Originally Posted by ThePerfectHacker
This is what Euclid would do. Say there are finitely many of them: $a_1,...,a_N$. So that $\sqrt{a_j}$ is rational. Then $a=a_1...a_N$ has property that $\sqrt{a}$ is rational. However, $a\not \in \{a_1,...,a_N\}$ because $a>a_j$. A contradiction!

Yes, that proof does have a Euclid feel to it.

do you think that's something that a 308 student should be able to come up with? :)

by the way, what is $a_j$ here. and did you mean to say "irrational" when you said "rational"?

Thanks.
• Mar 7th 2009, 03:06 AM
Laurent
Quote:

Originally Posted by ThePerfectHacker
This is what Euclid would do. Say there are finitely many of them: $a_1,...,a_N$. So that $\sqrt{a_j}$ is rational. Then $a=a_1...a_N$ has property that $\sqrt{a}$ is rational. However, $a\not \in \{a_1,...,a_N\}$ because $a>a_j$. A contradiction!

Quote:

Originally Posted by Jhevon
by the way, what is $a_j$ here. and did you mean to say "irrational" when you said "rational"?

Yes, it should be "irrational", and that causes the proof to fail: $\sqrt{2}$ and $2\sqrt{2}$ are distinct irrational numbers, yet their product is not.

In order to prove the theorem, I would give an easy and well-worth knowing proof that $\sqrt{2}$ is irrational, and then say that $n\sqrt{2}=\sqrt{n^22}$ is irrational for all $n$ (otherwise, $\sqrt{2}$ would be rational).

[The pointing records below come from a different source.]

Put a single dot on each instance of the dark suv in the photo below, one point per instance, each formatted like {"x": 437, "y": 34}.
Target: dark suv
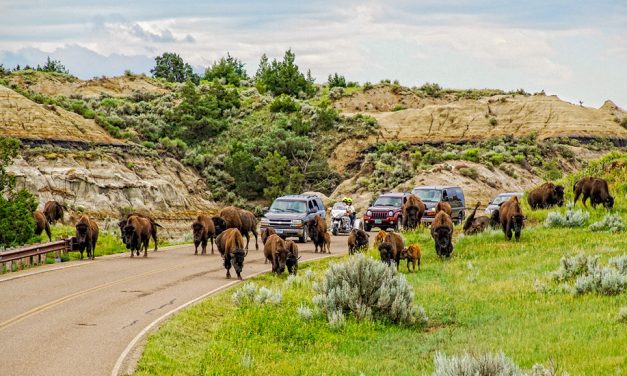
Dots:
{"x": 431, "y": 195}
{"x": 288, "y": 214}
{"x": 385, "y": 211}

This is a constructive proof, which perhaps is not what you want, but after all the fact that $\sqrt{2}$ is irrational is a must-know one (both historically and since proof is elementary).
• Mar 7th 2009, 06:31 AM
Jhevon
Quote:

Originally Posted by Laurent
Yes, it should be "irrational", and that causes the proof to fail: $\sqrt{2}$ and $2\sqrt{2}$ are distinct irrational numbers, yet their product is not.

In order to prove the theorem, I would give an easy and well-worth knowing proof that $\sqrt{2}$ is irrational, and then say that $n\sqrt{2}=\sqrt{n^22}$ is irrational for all $n$ (otherwise, $\sqrt{2}$ would be rational). This is a constructive proof, which perhaps is not what you want, but after all the fact that $\sqrt{2}$ is irrational is a must-know one (both historically and since proof is elementary).

Ah, thanks. that is a nice way.

whether the proof is constructive or not doesn't matter to me. as long as it is a simple one that a beginner can understand. if anything, i can offer hints along with the question so the student knows what direction i want them to think in
• Mar 7th 2009, 06:41 AM
Jhevon
Quote:

Originally Posted by ThePerfectHacker
...Then $a=a_1...a_N$ has property that $\sqrt{a}$ is irrational....

in light of what Laurent said (it had occured to me when i read the proof at first) how does this follow? since if $\sqrt{x}$ is irrational and $\sqrt{y}$ is irrational, it does not imply that $\sqrt{xy}$ is irrational.

i am thinking of doing a combination of the proofs you and Laurent posted, but that might be too complicated. a constructive proof is perhaps best for the level this student is at. i will be asking them to prove $\sqrt{2}$ is irrational--it's a famous result, i have to make sure they can do it--so maybe using that somehow would be good.

EDIT: Ah, it seems TPH's proof was about rational square roots, not irrational ones.